What is class inheritance? Every class inherits methods and attributes from another class, which we refer to as the class’s superclass. Calling the class method superclass on any class will return that class’s superclass. For example: puts Integer.superclass will output Numeric.

Every class has one (and only one) superclass. This is called single inheritance because a class can only have a single parent. When we create a custom class without explicitly defining a superclass to inherit from, our custom class implicitly inherits from the Object class.

In the diagram above, we see that the superclass of Numeric is Object, and the superclass of Object is BasicObject. What’s the superclass of BasicObject? It’s nil.

Sidenote 1: the difference between nil and nothing

Nil is not the same thing as nothing, however. Although nil is not a class, it is an object, an object of the class NilClass, whose superclass is Object.

Why is this distinction important? After all, if we have an array, some_array, containing 5 elements, and we call some_array[10], we’d get nil back. Doesn’t that mean that nil is the same thing as nothing?

It appears that way, but it’s not. The reason we get nil back is because the [] instance method, as defined in the Array class definition, is explicitly defined to return the nil object if there’s no key that matches the argument (i.e. the index) passed in to the [] method.

If we instead use the fetch instance method, however, which contains no such safety measure, we’d get an error back if we try to search for a key that doesn’t exist. So when there is nothing, we get an error. If there is something, even if it’s nil, we get that something back (i.e. we’d get nil back). This means that nil is not the same thing as nothing.

Sidenote 2: Ruby has no Bool(ean)

Note, too, that Ruby doesn’t have a “Boolean” class, which is unlike most other OOP languages. Ruby does have separate TrueClass and FalseClass classes, but there’s no overarching “Boolean” class from which both might inherit–instead, those two classes each directly inherit from Object.

The reason for this has to do with the fact that Ruby is dynamically typed (as opposed to statically typed like C++ and Java). This means that in Ruby, we don’t need to explicitly define what the class of a variable is. We instead dynamically (and implicitly) assign it a class, and can easily reassign it to another class (for better or for worse).
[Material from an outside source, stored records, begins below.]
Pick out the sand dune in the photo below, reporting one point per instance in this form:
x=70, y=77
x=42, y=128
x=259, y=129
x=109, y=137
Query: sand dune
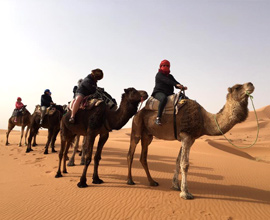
x=227, y=182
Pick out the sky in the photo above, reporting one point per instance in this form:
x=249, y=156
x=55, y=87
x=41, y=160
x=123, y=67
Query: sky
x=211, y=44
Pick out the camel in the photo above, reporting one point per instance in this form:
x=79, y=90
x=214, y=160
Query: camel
x=98, y=121
x=23, y=120
x=75, y=150
x=50, y=121
x=192, y=121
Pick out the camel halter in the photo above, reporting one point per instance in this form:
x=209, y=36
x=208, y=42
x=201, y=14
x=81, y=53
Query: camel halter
x=251, y=97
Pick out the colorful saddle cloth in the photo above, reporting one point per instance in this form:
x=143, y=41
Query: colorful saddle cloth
x=173, y=104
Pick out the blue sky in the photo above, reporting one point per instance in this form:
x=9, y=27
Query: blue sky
x=211, y=45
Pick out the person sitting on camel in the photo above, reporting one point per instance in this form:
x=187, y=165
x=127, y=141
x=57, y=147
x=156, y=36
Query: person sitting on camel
x=46, y=101
x=87, y=87
x=164, y=86
x=18, y=106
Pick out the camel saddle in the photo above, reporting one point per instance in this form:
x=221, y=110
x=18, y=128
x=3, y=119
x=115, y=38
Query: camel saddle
x=49, y=110
x=88, y=102
x=173, y=104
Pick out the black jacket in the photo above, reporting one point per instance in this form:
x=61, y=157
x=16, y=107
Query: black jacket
x=46, y=100
x=88, y=86
x=164, y=84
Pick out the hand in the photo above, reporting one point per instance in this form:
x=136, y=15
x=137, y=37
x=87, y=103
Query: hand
x=179, y=86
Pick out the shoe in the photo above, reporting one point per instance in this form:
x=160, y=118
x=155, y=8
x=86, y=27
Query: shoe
x=158, y=121
x=71, y=120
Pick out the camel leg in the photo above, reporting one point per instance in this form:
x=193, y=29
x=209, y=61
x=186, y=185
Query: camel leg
x=84, y=150
x=72, y=158
x=146, y=140
x=35, y=141
x=184, y=165
x=69, y=143
x=25, y=137
x=89, y=143
x=60, y=155
x=55, y=133
x=49, y=138
x=175, y=182
x=10, y=127
x=22, y=132
x=133, y=143
x=102, y=140
x=33, y=132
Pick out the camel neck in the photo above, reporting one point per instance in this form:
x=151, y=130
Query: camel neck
x=117, y=119
x=231, y=114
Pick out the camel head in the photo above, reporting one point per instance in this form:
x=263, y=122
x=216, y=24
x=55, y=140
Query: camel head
x=239, y=93
x=135, y=96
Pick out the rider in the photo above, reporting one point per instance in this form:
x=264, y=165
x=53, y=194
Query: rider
x=46, y=101
x=18, y=106
x=164, y=86
x=87, y=87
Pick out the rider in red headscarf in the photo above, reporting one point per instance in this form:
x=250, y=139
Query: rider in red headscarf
x=164, y=86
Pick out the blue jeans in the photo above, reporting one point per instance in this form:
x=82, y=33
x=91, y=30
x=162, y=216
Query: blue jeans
x=162, y=98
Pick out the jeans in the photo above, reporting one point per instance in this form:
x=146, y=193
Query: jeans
x=162, y=98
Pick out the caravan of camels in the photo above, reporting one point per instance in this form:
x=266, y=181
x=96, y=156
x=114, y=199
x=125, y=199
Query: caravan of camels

A variable can therefore easily be assigned to true, an object of the TrueClass class, and then reassigned to false, an object of the FalseClass class.

Finally, as this more in-depth answer to this question argues, there just aren’t enough shared behaviors between the two classes to warrant creating a common superclass. Yukihiro Matsumoto, the creator of Ruby (and affectionately known as Matz by Rubyists), has explained why he rejected calls to create a Boolean superclass.

Duck typing

The previous discussion is a perfect segue to duck typing. In Ruby, we are less concerned with what the class of an object is, and more with its capabilities, i.e. what instance methods we can call on it. If objects A and B are of different classes but they can both respond to a quack instance method, for example, then we can treat both as ducks (hence the name). If it quacks like a duck,…
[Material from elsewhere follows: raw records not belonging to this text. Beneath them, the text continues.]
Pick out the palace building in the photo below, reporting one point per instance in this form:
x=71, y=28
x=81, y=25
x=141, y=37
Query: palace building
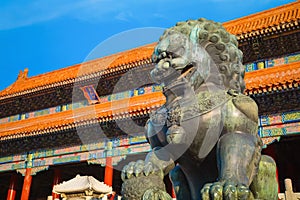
x=88, y=118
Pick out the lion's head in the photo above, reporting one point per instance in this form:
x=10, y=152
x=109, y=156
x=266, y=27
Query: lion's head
x=202, y=48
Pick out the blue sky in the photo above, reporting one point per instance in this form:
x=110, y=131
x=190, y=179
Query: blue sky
x=45, y=35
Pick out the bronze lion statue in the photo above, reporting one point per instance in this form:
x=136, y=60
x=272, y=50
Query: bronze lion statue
x=205, y=135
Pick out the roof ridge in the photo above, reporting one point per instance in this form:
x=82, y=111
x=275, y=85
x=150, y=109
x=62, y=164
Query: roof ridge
x=264, y=19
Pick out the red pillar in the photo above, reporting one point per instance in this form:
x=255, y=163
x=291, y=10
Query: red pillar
x=108, y=174
x=26, y=185
x=11, y=194
x=56, y=181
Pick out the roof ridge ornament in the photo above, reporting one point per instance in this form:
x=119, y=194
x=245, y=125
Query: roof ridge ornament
x=23, y=74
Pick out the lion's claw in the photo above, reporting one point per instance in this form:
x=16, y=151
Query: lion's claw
x=135, y=169
x=226, y=191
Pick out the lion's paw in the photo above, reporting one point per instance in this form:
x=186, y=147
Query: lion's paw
x=226, y=191
x=140, y=179
x=140, y=168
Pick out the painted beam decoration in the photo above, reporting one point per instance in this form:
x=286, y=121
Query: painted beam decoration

To accomplish duck typing (i.e. not class inheritance), we can just merely explicitly define the same method in each class definition. Then, for example, we can call that method on any object of any of those classes, and we will get an acceptable, proper return. Duck typing is another, more explicit way to achieve polymorphism.

Is class inheritance the only way to inherit functionality? No–in Ruby, modules also allow this through interface inheritance. Let’s dig into them next.
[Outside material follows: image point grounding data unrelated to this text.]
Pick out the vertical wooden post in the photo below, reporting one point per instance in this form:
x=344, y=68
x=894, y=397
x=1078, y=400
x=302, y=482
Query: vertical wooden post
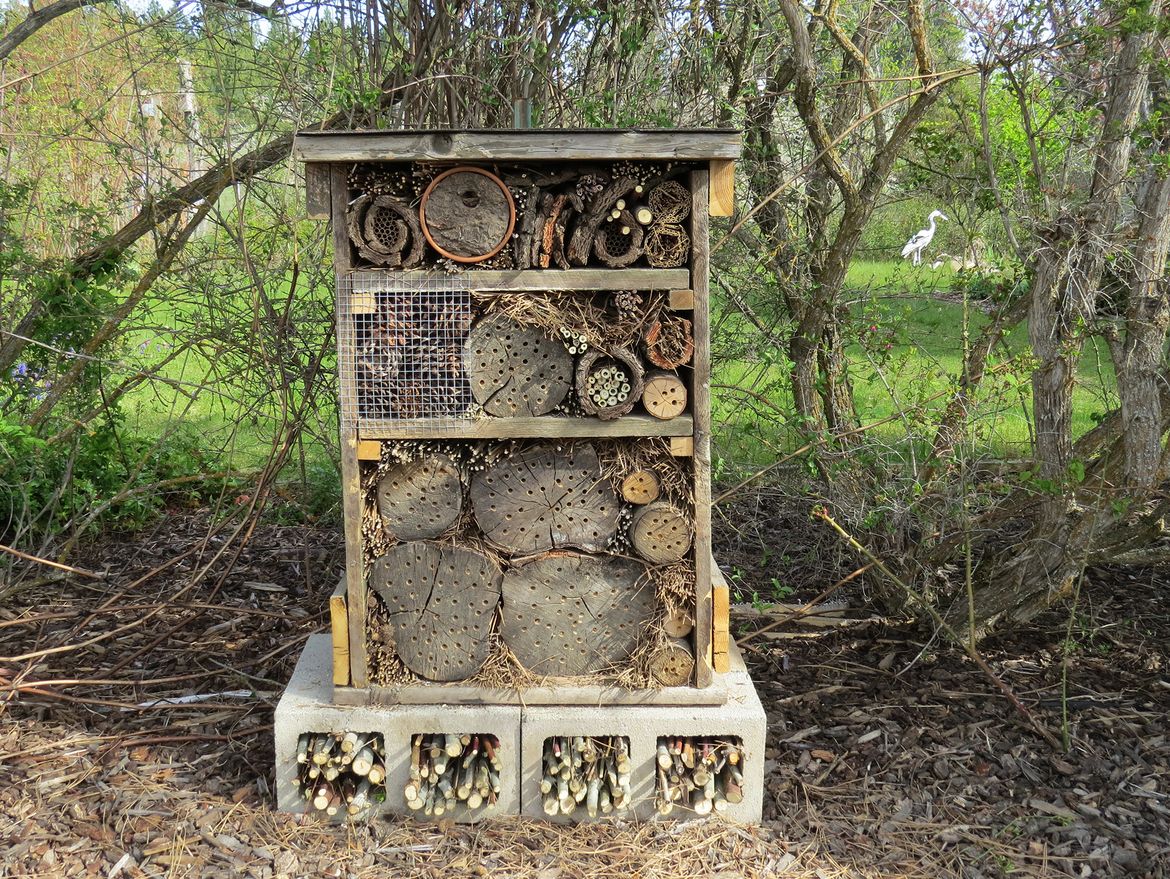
x=351, y=478
x=702, y=439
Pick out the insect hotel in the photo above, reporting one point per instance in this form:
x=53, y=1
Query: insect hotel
x=531, y=622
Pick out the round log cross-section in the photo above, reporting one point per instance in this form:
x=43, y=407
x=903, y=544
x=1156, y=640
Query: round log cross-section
x=565, y=613
x=420, y=499
x=516, y=370
x=660, y=533
x=541, y=499
x=440, y=601
x=467, y=214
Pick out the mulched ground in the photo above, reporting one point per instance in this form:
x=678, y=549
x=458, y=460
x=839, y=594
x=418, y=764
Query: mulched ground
x=888, y=755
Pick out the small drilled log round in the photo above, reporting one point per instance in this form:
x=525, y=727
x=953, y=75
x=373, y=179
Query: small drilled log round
x=541, y=499
x=666, y=245
x=660, y=533
x=385, y=231
x=665, y=395
x=669, y=342
x=617, y=248
x=641, y=487
x=669, y=201
x=565, y=613
x=673, y=665
x=420, y=499
x=593, y=362
x=440, y=603
x=516, y=370
x=467, y=214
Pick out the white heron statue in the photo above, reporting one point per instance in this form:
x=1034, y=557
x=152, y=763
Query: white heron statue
x=916, y=245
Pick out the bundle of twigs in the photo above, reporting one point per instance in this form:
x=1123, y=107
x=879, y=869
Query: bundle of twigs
x=341, y=770
x=700, y=774
x=448, y=770
x=593, y=770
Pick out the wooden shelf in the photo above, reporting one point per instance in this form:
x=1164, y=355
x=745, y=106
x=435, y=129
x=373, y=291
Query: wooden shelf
x=514, y=281
x=539, y=427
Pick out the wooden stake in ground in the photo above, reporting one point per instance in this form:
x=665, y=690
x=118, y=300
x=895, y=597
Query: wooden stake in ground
x=440, y=602
x=420, y=499
x=516, y=370
x=566, y=613
x=541, y=499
Modules and Interface Inheritance

All modules are objects of the Module class, which is itself an object of the Class class. Modules play two main roles in Ruby’s implementation of OOP principles:

  1. Interface inheritance - We can include the functionality of any module into any class by using the keyword include, followed by the module’s name. Also known as a mixin (an abbreviation of “mixed in”), this allows all objects of that class to have access to all the instance methods defined in the module.

    As the diagram shows, several native Ruby classes mix in either the Comparable or the Enumerable module. A common naming practice when creating a module that is used as a mixin is to name it with something that ends with “-able”–this makes it more easily identifiable and distinguishable from the other main type of module, used instead for namespacing.

    Because there’s no limit to how many modules you can include in a class, modules is how Ruby enables multiple inheritance. If a class needs to inherit two (or more) distinctly different sets of behaviors, you can’t use class inheritance to do this, but you can use a mixin instead.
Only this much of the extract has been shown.